Ему этого хотелось! Ему хотелось непрестанно смотреть на Марфушу, любоваться ею, как японец — цветущей сакурой. Делать что-то, чтобы она побольше улыбалась и радовалась. Оградить её от нудных, раздражённых, капризных мудаков-заказчиков. Дарить ей подарки. Платить ей, блин, втрое больше. Отдавать ей всю выручку, чёрт побери!

Решительно, Маклаков впал в детство и сошёл с ума, какая досада!

Самым смешным было то, что он прекрасно осознавал всю безнадёжность этой нелепой детской влюблённости. Марфуша абсолютно не воспринимала его, как мужика, хотя не раз подтрунивала над его кобелизмом.
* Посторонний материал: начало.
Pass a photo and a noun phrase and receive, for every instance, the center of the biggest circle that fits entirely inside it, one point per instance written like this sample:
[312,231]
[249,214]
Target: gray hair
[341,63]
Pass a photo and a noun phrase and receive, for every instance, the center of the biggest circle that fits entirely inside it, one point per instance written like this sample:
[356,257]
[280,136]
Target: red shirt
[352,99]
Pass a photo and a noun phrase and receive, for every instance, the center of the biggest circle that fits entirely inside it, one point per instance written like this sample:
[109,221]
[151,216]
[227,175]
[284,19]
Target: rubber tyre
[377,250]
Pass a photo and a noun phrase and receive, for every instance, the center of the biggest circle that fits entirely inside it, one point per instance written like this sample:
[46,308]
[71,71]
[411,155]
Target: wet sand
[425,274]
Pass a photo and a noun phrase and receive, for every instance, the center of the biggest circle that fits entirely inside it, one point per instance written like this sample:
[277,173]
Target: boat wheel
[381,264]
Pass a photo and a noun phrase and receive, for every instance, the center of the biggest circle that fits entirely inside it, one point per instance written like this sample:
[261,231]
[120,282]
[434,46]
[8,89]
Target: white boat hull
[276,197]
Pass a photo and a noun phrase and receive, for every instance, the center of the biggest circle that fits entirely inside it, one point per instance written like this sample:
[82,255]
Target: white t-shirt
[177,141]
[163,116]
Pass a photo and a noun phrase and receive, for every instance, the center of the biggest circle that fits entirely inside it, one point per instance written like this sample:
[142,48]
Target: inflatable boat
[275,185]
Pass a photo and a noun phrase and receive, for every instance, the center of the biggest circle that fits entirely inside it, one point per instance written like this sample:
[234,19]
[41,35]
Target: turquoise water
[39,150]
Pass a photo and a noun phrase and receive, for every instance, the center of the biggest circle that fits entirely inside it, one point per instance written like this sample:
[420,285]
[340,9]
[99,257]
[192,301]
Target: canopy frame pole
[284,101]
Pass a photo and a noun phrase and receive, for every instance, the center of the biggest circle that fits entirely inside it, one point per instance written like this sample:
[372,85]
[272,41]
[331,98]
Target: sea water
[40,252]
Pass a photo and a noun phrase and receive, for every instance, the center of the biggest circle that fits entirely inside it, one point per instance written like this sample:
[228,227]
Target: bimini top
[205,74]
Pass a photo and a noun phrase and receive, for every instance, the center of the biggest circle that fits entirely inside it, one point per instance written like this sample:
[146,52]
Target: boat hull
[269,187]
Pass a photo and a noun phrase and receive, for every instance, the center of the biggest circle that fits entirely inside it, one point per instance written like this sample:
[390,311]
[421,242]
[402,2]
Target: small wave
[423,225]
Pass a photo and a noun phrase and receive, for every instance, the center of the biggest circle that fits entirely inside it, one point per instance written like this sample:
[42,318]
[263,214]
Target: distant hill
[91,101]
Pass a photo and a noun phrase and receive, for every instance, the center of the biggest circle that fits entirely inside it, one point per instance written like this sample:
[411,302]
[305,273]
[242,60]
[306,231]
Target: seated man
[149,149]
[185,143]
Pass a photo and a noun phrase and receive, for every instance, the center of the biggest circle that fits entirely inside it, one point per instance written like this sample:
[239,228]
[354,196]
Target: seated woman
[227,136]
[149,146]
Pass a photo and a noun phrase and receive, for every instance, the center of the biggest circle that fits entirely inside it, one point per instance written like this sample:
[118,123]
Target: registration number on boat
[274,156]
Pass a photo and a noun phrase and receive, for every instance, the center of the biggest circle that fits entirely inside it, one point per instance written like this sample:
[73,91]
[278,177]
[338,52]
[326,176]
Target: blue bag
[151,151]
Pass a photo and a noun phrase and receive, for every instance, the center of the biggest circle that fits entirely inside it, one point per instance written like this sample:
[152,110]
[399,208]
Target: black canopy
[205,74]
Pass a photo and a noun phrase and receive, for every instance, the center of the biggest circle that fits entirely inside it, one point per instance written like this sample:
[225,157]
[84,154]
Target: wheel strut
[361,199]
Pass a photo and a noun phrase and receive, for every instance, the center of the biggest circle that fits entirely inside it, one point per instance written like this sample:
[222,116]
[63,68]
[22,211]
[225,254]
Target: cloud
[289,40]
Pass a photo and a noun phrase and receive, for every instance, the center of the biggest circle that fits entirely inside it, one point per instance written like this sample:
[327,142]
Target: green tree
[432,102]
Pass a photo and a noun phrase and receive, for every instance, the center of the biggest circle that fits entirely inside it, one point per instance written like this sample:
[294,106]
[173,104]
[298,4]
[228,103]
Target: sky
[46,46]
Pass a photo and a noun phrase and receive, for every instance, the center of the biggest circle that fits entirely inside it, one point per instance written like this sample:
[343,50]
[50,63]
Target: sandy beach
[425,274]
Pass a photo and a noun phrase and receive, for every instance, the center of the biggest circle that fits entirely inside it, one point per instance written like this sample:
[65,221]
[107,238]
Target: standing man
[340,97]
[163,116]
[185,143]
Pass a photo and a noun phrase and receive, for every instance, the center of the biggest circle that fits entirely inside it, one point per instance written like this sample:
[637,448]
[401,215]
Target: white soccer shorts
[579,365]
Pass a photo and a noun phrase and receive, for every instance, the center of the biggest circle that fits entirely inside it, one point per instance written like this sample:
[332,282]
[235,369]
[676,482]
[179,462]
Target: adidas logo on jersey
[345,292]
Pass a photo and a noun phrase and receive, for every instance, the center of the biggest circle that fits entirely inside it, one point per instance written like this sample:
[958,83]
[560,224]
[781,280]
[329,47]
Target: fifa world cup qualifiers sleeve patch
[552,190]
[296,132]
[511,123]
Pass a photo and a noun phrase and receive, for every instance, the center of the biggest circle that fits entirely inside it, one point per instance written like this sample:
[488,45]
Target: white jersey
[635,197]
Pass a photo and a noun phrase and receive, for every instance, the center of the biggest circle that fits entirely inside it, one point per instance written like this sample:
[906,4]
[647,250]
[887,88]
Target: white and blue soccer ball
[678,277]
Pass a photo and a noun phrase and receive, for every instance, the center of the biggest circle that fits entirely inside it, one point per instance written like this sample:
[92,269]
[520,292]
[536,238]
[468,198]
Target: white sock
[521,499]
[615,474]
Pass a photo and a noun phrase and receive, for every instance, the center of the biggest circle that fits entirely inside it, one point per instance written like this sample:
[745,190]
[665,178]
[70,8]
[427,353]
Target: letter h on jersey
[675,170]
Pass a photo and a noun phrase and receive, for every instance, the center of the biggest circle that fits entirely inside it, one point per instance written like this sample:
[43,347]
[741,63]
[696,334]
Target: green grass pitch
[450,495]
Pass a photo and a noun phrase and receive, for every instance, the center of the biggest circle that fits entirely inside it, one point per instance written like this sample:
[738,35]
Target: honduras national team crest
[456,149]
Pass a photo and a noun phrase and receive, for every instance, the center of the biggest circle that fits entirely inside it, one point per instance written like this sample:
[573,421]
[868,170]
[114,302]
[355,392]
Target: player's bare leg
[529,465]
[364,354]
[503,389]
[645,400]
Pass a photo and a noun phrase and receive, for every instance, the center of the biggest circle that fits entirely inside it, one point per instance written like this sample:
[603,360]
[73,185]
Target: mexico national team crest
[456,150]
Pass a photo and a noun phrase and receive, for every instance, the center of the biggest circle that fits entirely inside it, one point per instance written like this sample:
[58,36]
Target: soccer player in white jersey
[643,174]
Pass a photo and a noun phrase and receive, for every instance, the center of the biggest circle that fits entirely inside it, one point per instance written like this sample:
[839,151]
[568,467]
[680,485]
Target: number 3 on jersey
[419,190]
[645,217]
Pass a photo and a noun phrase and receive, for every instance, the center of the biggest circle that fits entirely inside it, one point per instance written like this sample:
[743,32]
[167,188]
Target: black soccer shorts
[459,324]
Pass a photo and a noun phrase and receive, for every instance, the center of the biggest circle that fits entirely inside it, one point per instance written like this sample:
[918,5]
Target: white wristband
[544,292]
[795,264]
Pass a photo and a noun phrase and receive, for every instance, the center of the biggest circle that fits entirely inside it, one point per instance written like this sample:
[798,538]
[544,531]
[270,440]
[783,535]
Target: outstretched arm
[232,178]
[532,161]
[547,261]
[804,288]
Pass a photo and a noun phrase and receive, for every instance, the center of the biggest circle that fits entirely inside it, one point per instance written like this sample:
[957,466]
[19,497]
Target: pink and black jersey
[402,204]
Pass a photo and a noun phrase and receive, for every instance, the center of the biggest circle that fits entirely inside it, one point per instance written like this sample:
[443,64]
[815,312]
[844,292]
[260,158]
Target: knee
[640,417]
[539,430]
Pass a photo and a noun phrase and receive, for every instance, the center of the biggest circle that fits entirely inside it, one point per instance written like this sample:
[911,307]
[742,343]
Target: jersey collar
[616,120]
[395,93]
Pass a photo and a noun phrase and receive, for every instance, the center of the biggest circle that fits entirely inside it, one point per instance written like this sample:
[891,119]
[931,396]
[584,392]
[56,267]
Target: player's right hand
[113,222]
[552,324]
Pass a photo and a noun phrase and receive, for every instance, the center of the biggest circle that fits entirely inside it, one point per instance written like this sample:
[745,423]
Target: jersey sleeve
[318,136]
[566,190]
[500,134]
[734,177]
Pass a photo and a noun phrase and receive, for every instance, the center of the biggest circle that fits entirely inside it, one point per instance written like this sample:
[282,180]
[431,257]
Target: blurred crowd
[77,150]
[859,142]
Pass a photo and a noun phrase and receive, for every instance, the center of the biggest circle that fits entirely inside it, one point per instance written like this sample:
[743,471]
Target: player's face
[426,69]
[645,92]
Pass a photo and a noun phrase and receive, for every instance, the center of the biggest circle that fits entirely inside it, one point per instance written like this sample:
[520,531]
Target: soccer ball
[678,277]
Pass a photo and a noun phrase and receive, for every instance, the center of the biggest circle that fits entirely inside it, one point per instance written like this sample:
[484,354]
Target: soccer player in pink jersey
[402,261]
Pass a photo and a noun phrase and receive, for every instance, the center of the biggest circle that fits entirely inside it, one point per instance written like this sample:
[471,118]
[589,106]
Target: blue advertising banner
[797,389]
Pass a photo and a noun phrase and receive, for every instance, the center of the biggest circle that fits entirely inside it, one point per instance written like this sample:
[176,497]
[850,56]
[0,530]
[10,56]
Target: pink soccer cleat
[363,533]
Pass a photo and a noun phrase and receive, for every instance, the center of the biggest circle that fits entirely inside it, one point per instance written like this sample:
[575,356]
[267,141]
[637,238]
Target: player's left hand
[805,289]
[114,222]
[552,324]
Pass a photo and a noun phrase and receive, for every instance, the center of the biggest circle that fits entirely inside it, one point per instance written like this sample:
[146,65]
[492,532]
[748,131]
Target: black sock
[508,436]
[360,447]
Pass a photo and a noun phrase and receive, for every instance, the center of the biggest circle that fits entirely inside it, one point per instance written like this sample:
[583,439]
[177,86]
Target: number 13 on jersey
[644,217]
Кроме того, она была безнадёжно семейной и чересчур правильной, чтобы Маклаков мог надеяться на адюльтер. Так что адюльтера он вообще не ждал. И даже не мечтал о нём, просто пребывал в таком вот угорелом состоянии.

Альцгеймер подкрался незаметно. Не песец, но пришёл.

Это состояние мозговылета, как мрачно называл его Маклаков, началось с того памятного чаепития в кафе через дорогу от «Виты» и продолжалось почти два с половиной месяца.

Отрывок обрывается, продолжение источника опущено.